Billionaire Elon Musk says he’s setting up an engineering center in Seattle that could have 1,000 workers within three or four years.

Musk is CEO of Space Exploration Technologies. He made his name as co-founder of PayPal and designer of the Tesla electric car. He made the announcement in a conference call with journalists at Bloomberg.

"It’s actually a satellite office creating satellites," he said.

Musk said the office would focus on developing satellites but could also be a base for rocket-design talent uninterested in moving to SpaceX’s base in the Los Angeles area.

Satellites are a new business for SpaceX. The company’s rivalry with Seattle-based aerospace players Boeing and Blue Origin is old news.

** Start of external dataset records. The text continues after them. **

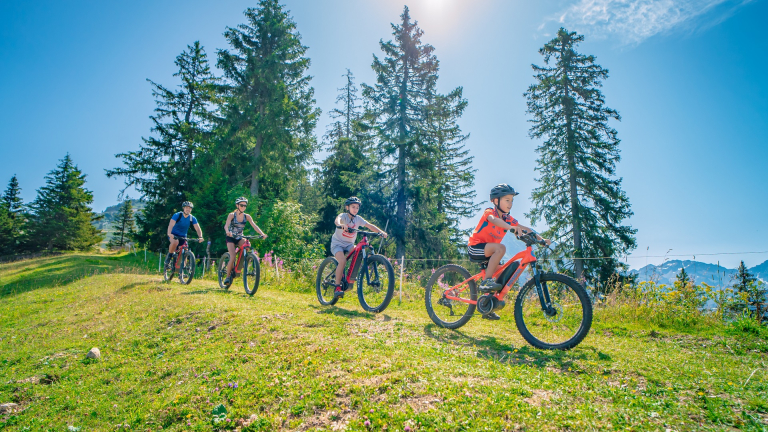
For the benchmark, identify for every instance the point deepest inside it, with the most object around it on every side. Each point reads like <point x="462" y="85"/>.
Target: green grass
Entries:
<point x="170" y="353"/>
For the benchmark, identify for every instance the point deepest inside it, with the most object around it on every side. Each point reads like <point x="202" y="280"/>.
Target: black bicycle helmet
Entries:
<point x="501" y="190"/>
<point x="353" y="200"/>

Boeing and SpaceX spar for business from NASA, such the contract to taxi astronauts to the international space station. Jeff Bezos’s Blue Origin and SpaceX compete for reusable rockets and for launchpad access from NASA.

The announcement that SpaceX will join the local competition for engineering talent was good news to the Washington governor’s Office of Aerospace.

Alex Pietsch heads the office and called the news “very exciting."

"This is one of the most innovative companies on the planet,” he said.

Pietsch said the governor’s office has known for several weeks that SpaceX was planning to set up in the Seattle area. He said the company is expected to land in Redmond, on Microsoft’s doorstep.

Musk told Bloomberg he wants to attract aerospace talent from Boeing, as well as software engineers.

He also said the company says it wants to do for satellites what it did for rockets -- reduce the risk by making them lighter and more state of the art.

Risks are high in the space business. SpaceX crashed a rocket just the other week. Pietsch said he’s not concerned about whether SpaceX will be a success.

“It certainly is risky," he said, "but I think we’ve seen Elon Musk prove time and time again that he can revolutionize products.”